Dive Brief:
- Mylan N.V. on April 20 released more than 400 workers from its Morgantown, West Virginia plant, most of whom were production employees.
- Mylan confirmed the news, saying the plant needed to be "rightsized to be less complex," and that the layoffs are "consistent with discussions" it has been having with the Food and Drug Administration. The company added that the cuts are necessary "to position the site as best [it] can for continued operations."

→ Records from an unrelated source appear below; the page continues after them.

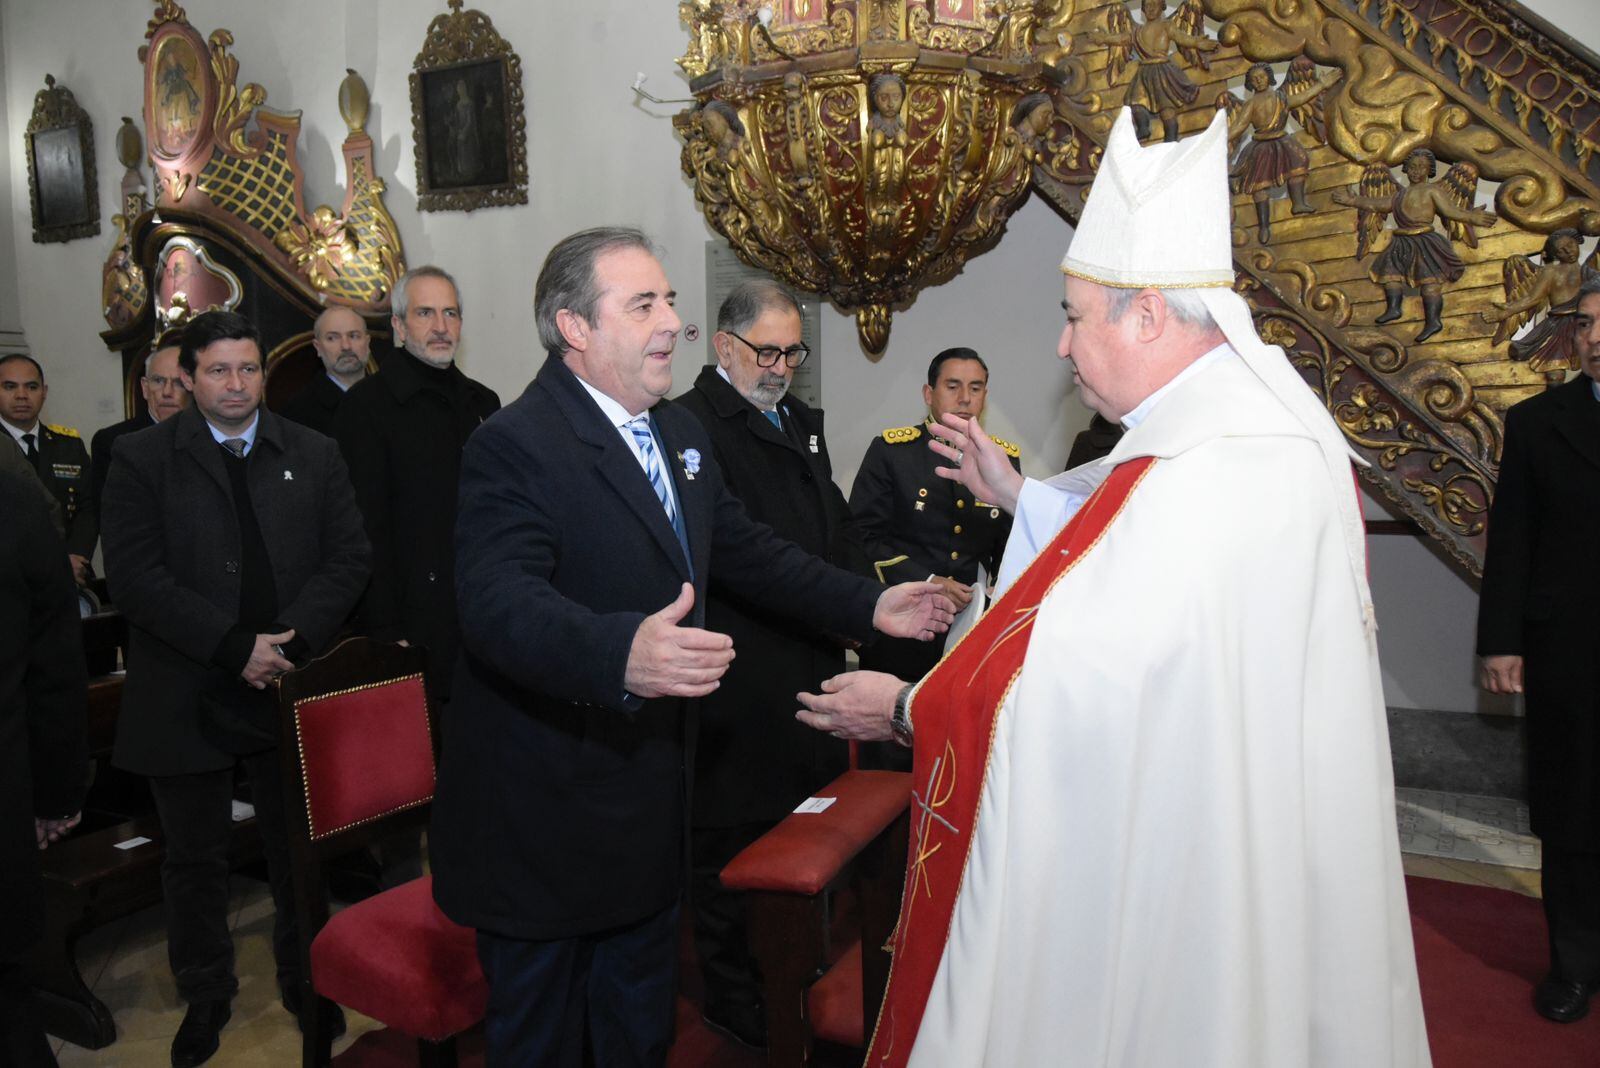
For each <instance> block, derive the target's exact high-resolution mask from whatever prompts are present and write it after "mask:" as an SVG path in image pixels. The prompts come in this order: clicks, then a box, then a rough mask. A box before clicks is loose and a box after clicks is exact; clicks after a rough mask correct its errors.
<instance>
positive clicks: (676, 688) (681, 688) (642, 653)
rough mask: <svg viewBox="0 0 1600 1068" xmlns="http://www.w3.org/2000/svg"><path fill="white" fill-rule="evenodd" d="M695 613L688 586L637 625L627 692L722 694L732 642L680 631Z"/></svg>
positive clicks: (622, 679) (627, 659) (687, 693)
mask: <svg viewBox="0 0 1600 1068" xmlns="http://www.w3.org/2000/svg"><path fill="white" fill-rule="evenodd" d="M880 603H882V600H880ZM691 608H694V587H693V585H690V584H688V582H685V584H683V588H682V590H680V592H678V600H675V601H674V603H672V604H667V606H666V608H664V609H661V611H659V612H656V614H654V616H646V617H645V622H642V624H640V625H638V630H637V632H634V646H632V648H630V649H629V652H627V670H626V671H624V673H622V686H624V687H626V689H627V692H630V694H634V695H635V697H704V695H706V694H709V692H712V691H714V689H717V679H720V678H722V675H723V671H726V670H728V665H730V664H733V638H730V636H728V635H718V633H717V632H714V630H701V628H698V627H678V624H680V622H682V620H683V617H685V616H688V614H690V609H691Z"/></svg>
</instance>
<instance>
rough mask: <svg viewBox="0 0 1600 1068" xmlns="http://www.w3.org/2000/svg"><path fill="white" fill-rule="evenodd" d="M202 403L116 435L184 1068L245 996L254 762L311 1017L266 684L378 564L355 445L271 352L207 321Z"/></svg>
mask: <svg viewBox="0 0 1600 1068" xmlns="http://www.w3.org/2000/svg"><path fill="white" fill-rule="evenodd" d="M179 365H181V371H182V379H184V385H186V387H187V389H189V392H190V393H194V406H192V408H189V409H186V411H182V412H179V414H178V416H174V417H173V419H168V420H166V422H163V424H160V425H158V427H155V428H154V430H149V432H142V433H133V435H128V436H125V438H122V441H118V443H117V446H115V449H114V456H112V467H110V475H107V478H106V518H107V523H106V577H107V582H109V584H110V593H112V598H114V600H115V603H117V604H118V608H120V609H122V612H123V616H125V617H126V619H128V679H126V687H125V689H123V700H122V715H120V718H118V719H117V747H115V750H114V755H112V759H114V763H115V764H117V766H118V767H123V769H126V771H131V772H134V774H141V775H149V777H150V793H152V795H154V796H155V809H157V815H158V817H160V820H162V835H163V838H165V843H163V846H165V851H163V857H162V894H163V899H165V905H166V938H168V959H170V961H171V966H173V974H174V975H176V978H178V993H179V994H181V996H182V998H184V999H186V1001H187V1002H189V1012H187V1014H186V1015H184V1022H182V1025H181V1026H179V1028H178V1036H176V1038H174V1039H173V1065H174V1068H182V1066H184V1065H198V1063H202V1062H205V1060H206V1058H210V1057H211V1054H214V1052H216V1049H218V1033H219V1031H221V1030H222V1025H224V1023H227V1018H229V1015H230V1007H229V1006H230V1001H232V998H234V993H235V991H237V990H238V980H237V978H235V977H234V942H232V934H230V932H229V926H227V843H229V835H230V827H232V820H230V807H232V796H234V771H235V766H237V764H243V767H245V772H246V775H248V777H250V785H251V796H253V801H254V806H256V825H258V827H259V830H261V843H262V847H264V851H266V854H267V871H269V876H270V881H272V902H274V907H275V910H277V916H275V919H274V931H272V950H274V956H275V958H277V974H278V986H280V990H282V991H283V999H285V1007H286V1009H290V1012H298V994H299V950H298V945H296V932H294V902H293V895H291V892H290V876H288V831H286V823H285V814H283V788H282V782H280V772H278V751H277V710H275V702H274V697H272V692H270V691H267V686H269V684H270V683H272V681H274V679H275V678H277V676H278V675H282V673H283V671H286V670H290V668H291V667H294V664H296V662H301V660H306V659H309V657H312V656H317V654H320V652H322V651H323V649H325V648H326V646H328V644H330V641H331V640H333V636H334V633H336V632H338V628H339V625H341V624H344V620H346V617H347V616H349V612H350V609H352V608H354V606H355V600H357V598H358V596H360V593H362V587H363V585H365V582H366V576H368V569H370V552H368V545H366V536H365V534H363V532H362V515H360V512H358V510H357V507H355V496H354V492H352V491H350V480H349V475H347V473H346V467H344V460H342V459H341V457H339V448H338V446H336V444H334V443H333V441H331V440H328V438H325V436H322V435H320V433H315V432H312V430H307V428H304V427H301V425H299V424H294V422H290V420H286V419H280V417H278V416H275V414H272V412H269V411H266V409H264V408H262V406H261V395H262V366H261V344H259V336H258V334H256V329H254V326H251V325H250V321H248V320H245V318H243V317H240V315H235V313H234V312H206V313H203V315H200V317H197V318H195V320H194V321H192V323H190V325H189V328H187V331H184V342H182V352H181V353H179Z"/></svg>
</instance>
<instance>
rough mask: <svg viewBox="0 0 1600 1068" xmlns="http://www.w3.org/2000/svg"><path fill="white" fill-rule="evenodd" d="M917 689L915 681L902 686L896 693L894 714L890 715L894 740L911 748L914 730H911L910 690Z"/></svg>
mask: <svg viewBox="0 0 1600 1068" xmlns="http://www.w3.org/2000/svg"><path fill="white" fill-rule="evenodd" d="M914 689H917V684H915V683H906V684H904V686H901V692H898V694H894V715H893V716H890V732H891V734H893V735H894V740H896V742H899V743H901V745H904V747H906V748H910V740H912V731H910V692H912V691H914Z"/></svg>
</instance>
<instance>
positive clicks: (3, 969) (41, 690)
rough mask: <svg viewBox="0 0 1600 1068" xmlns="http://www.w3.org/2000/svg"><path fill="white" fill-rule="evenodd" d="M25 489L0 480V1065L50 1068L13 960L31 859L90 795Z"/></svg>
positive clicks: (43, 529)
mask: <svg viewBox="0 0 1600 1068" xmlns="http://www.w3.org/2000/svg"><path fill="white" fill-rule="evenodd" d="M24 478H26V480H27V481H24ZM32 481H34V476H32V475H22V476H18V475H10V473H0V515H3V516H5V521H3V523H0V649H5V654H3V656H0V916H3V918H5V919H3V923H0V1065H6V1066H8V1068H10V1066H14V1068H53V1066H54V1063H56V1058H54V1055H53V1054H51V1052H50V1042H48V1041H46V1038H45V1033H43V1030H40V1026H38V1015H37V1014H35V1010H34V1001H32V996H30V994H29V991H27V986H26V985H24V983H22V977H21V969H19V961H21V958H22V953H24V951H26V950H27V948H29V945H30V943H32V942H34V938H35V937H37V935H38V932H40V931H42V929H43V926H45V902H43V895H42V892H40V886H38V851H40V849H45V847H46V846H50V844H51V843H54V841H56V839H58V838H61V835H64V833H66V831H67V830H70V828H72V825H74V823H77V819H78V812H80V811H82V807H83V793H85V790H86V787H88V755H86V747H85V737H83V735H85V729H86V700H85V695H86V692H88V681H86V678H85V671H83V638H82V635H80V633H78V598H77V587H75V585H74V582H72V569H70V568H69V566H67V561H66V547H64V545H62V544H61V536H59V534H58V532H56V531H54V528H53V526H51V523H50V515H48V512H46V510H45V502H43V500H42V499H40V494H38V491H37V488H35V486H32V484H29V483H32Z"/></svg>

- While Mylan is making efforts to develop new complex generic products, many of its follow-on biologic hopefuls likely won't be made at the West Virginia location as it exists today, given the plant's focus on oral medications.
Dive Insight:
Pricing pressure has hit generic drugmakers hard these past years, and though tax reform efforts may help some new facilities in the U.S. sprout up, legacy locations can't always benefit from measures to repatriate funds.

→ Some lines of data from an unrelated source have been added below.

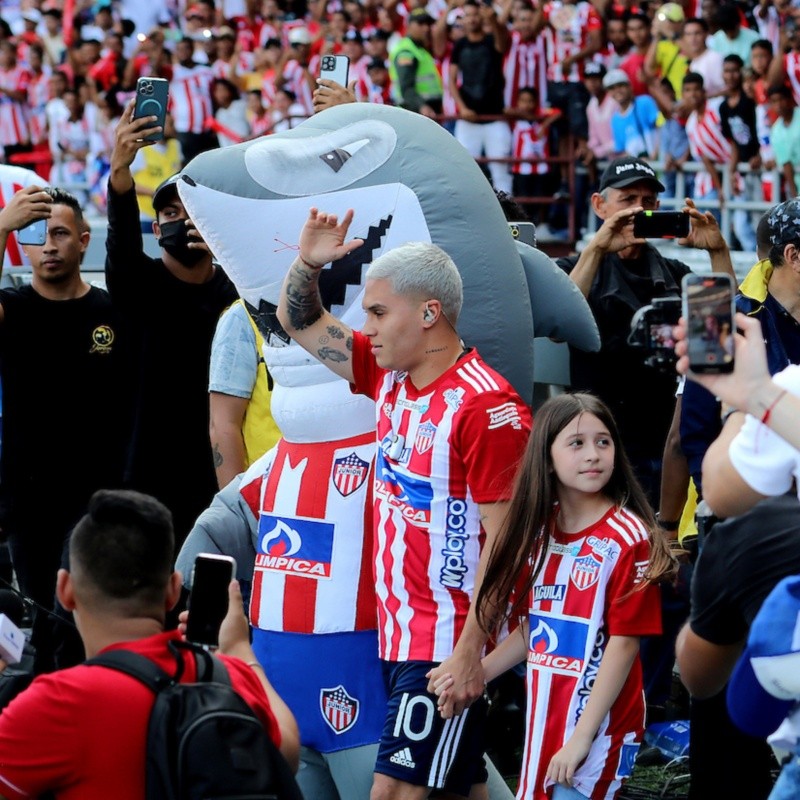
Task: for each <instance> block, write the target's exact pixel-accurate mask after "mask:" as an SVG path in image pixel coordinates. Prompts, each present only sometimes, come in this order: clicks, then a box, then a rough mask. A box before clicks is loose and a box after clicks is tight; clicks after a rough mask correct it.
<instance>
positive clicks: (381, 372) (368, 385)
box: [350, 331, 386, 400]
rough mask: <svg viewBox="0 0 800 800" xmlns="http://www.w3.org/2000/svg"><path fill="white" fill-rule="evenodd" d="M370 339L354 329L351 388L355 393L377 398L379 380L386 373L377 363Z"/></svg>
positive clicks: (374, 399)
mask: <svg viewBox="0 0 800 800" xmlns="http://www.w3.org/2000/svg"><path fill="white" fill-rule="evenodd" d="M370 350H371V348H370V344H369V339H367V337H366V336H364V334H363V333H359V331H353V383H351V384H350V390H351V391H352V392H353V394H365V395H366V396H367V397H371V398H372V399H373V400H375V399H376V397H377V393H378V382H379V380H380V379H381V377H382V376H383V375H384V374H385V373H386V370H382V369H381V368H380V367H379V366H378V365H377V364H376V363H375V357H374V356H373V355H372V353H371V352H370Z"/></svg>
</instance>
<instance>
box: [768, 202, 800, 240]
mask: <svg viewBox="0 0 800 800" xmlns="http://www.w3.org/2000/svg"><path fill="white" fill-rule="evenodd" d="M767 226H768V231H769V241H770V244H771V245H772V246H773V247H775V246H778V247H780V246H781V245H785V244H791V243H793V242H797V241H800V198H797V197H794V198H792V199H791V200H787V201H786V202H785V203H778V205H777V206H773V207H772V208H771V209H770V210H769V212H768V216H767Z"/></svg>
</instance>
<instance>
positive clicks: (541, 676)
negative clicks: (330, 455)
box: [436, 394, 673, 800]
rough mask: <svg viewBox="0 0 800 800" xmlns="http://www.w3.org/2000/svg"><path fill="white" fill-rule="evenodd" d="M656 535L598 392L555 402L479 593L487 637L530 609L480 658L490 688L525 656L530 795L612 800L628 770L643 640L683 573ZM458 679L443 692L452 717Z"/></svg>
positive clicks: (554, 400)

Mylan owns twelve manufacturing and distribution sites in the U.S., with five sites it characterizes as "significant sites" — one being the Morgantown location. And it is the only plant in the U.S. that the company identifies as a global "R&D center of excellence."
The company is riding on the hope that new copycat candidates for Humira (adalimumab) and Copaxone (glatiramer acetate) prove successful, and expects to launch a Neulasta (pegfilgrastim) biosimilar in June. It has 16 biosimilars and insulin analogs in development or on the market already, and more than half of its R&D investments are devoted to complex product development.
But the types of drugs made at the Morgantown plant are oral solids, and include both tablets and capsules, said Lauren Kashtan, head of North America communications at Mylan. The West Viriginia facility, then, might feature less heavily in the company's plans for complex injectable products.
"We remain committed to a U.S. manufacturing base and plan to continue making the majority of the medicines we supply to the U.S. in the U.S.," added Kashtan.
Meanwhile, the EpiPen drama is still following the company financially (although those products are not manufactured at the West Virginia site).
Sales of the EpiPen dropped by about $655 million in 2017 as a result of the impact of the launch of its authorized generic, higher rebates to the government stemming from a recent settlement and increased competition from other epinephrine auto-injector makers. To settle the Medicaid-based case, the company estimated it made payments of approximately $472.7 million by year-end 2017; a tough blow to Mylan.
The drop in EpiPen sales might have even been steeper had pharmacy benefit managers decided to favor another alternative to Mylan's offerings — but most of the big PBMs kept the preferred status for Mylan's product on its formularies, insulating the product from an even more drastic sales dip.